Growing up in Akron, Ohio as the middle child in a family with three daughters, Kinzelberg developed that vision early. “I was captivated by all things visual,” she says. “When I was tiny, my mom recalls that I looked at the world differently than other toddlers, noticing and commenting on colors, proportions, scale, and texture. And I always found ways to communicate emotion in my drawings.”

Still Life, 30 x 40 inches, oil and acrylic on canvas. Still Life, according to Kinzelberg reflects the many aspects of our lives that are quiet yet very much alive.

Kinzelberg’s childhood was full of culture and intellectual conversations. Her stepfather had been a professor of history, and her mother’s family members were musicians. “My grandfather, for example, was the music director for the New Jersey State Opera, a composer, guest symphony conductor, and nationally recognized timpanist. He played snare drum with Benny Goodman and Paul Samuel Whiteman. And my uncle is also a prominent music director, composer, and drummer.”

In fact, Kinzelberg’s approach to painting, “is like drumming,” she says. “With a lot of emphasis on the rhythm and stroke, and energy. When I paint, I too focus on rhythm and movement, intentionally interrupting lines, sculpting the surface, and so forth to create tension and feeling.”

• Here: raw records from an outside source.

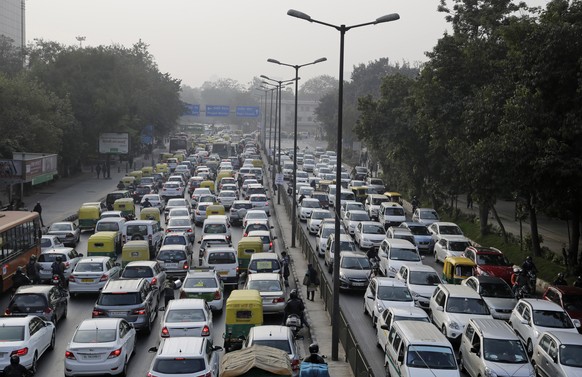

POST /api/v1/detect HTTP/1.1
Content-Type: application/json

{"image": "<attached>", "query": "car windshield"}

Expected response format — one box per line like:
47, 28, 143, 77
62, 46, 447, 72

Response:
97, 292, 141, 306
165, 309, 206, 323
0, 326, 24, 343
479, 282, 514, 298
253, 339, 291, 354
408, 271, 441, 285
483, 338, 529, 364
73, 328, 117, 343
533, 310, 574, 329
184, 277, 218, 288
477, 254, 511, 266
390, 248, 420, 262
340, 257, 370, 270
406, 345, 457, 369
121, 266, 154, 279
447, 297, 489, 315
75, 262, 103, 272
378, 286, 412, 302
363, 224, 384, 234
560, 344, 582, 368
152, 357, 206, 376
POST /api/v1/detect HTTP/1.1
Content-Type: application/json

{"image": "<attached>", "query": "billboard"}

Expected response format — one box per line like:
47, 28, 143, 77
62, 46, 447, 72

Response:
99, 132, 129, 154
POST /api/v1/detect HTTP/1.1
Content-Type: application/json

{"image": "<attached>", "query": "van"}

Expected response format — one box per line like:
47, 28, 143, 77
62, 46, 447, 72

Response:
384, 321, 461, 377
459, 318, 535, 377
378, 202, 406, 229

Most of Kinzelberg’s commissioned works are abstracts, which she creates by layering, removing, and re-layering paint. “It’s an iterative process,” she remarks. “I apply the paint, create a composition, and then start removing and reapplying the paint until an interesting color story and energy emerges. Even if it takes seven layers, I don’t stop until the piece feels alive.”

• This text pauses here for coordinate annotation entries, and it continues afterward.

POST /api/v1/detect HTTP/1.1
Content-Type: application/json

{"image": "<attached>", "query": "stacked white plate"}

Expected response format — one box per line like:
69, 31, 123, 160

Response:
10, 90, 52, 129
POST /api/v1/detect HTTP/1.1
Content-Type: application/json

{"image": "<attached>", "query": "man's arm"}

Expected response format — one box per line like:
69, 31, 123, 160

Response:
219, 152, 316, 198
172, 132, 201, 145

A lot of the paintings Kinzelberg has been commissioned to create are in newer homes. “So I feel it is important for the pieces to have a feeling of nature or history about them—water, stone, rock, sky, even brick. This way, they bring some soul and texture, story, and energy into the space.”

In the months ahead, Kinzelberg hopes to do more shows locally, nationally, and eventually internationally. She’s also exploring the stories she tells with her art. “The artists I respect most have a cogent approach to their work—their art and philosophy of life are one and the same. I want the pieces I create to resonate with the viewer so that they see something about their own existence in the work.”